As machine-generated content floods feeds, human-made craft becomes premium by comparison.

 

3. Traditional channels won’t disappear, they’ll become more powerful

It’s no surprise to hear that traditional media remains more trusted than social media globally, and broadcast TV news is more trusted than online alternatives in the UK.

Linear TV reach among younger audiences has declined long-term, yet live viewing remains resilient around major events, as we discussed in our previous article. Alongside this, Radio still reaches over 80% of UK adults weekly, including strong in-car listening among younger demographics.

So, it seems instead of disappearing, these channels may evolve into slightly smaller but highly valuable environments, delivering regulated, emotionally resonant spaces that cut through digital clutter. 

So, what does this mean for brands and advertisers?

For brands, the implication is clear: don’t pursue digital efficiency at the expense of impact.
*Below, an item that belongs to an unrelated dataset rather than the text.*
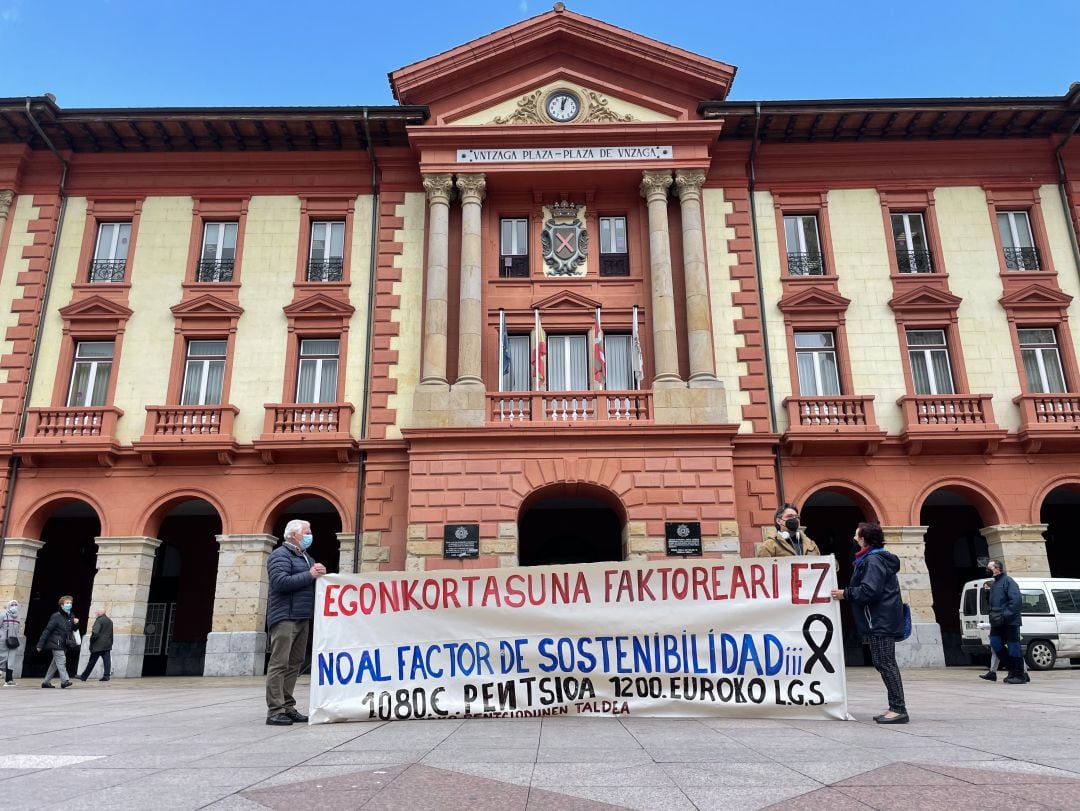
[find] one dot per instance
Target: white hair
(294, 528)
Yes, digital channels and AI offer cost-effective solutions to target and engage with consumers. But over-optimising towards them risks invisibility; 55% say they would value advertising less if they knew it was AI-generated.

In a world of skippable ads and algorithmic clutter, live, regulated and human environments offer disproportionate brand-building opportunity. Linear TV, live radio, out-of-home, cinema and physical experiences create attention and memory structures that personalised feeds often fail to replicate.

Our advice

Utilise the capabilities of digital for precision and AI for optimisation, rather than as a replacement for traditional channels, which offer impact and cut-through at scale; and above all else, creativity that feels crafted and unmistakably human.

The Final Word

This isn’t a story of replacement, but of rebalancing. Digital platforms will continue to scale, AI will become embedded across planning, production and personalisation, and automation will expand into every industry.

But as efficiency becomes ubiquitous, meaning becomes scarce. As feeds become infinite, attention becomes finite. And as interactions become automated, human connection becomes premium. Traditional media and real-world human experiences won’t disappear - they will become more valued, more trusted and ultimately more powerful.

Traditional channels will win by offering what digital and automation cannot fully replicate: presence, cultural simultaneity, regulated trust and unmistakably human creativity.

The fundamental human need for connection will always exist. Brands that fail to invest in human creativity and traditional channels will get swallowed by the digital automation tsunami that is coming - and there aren’t any lifeboats.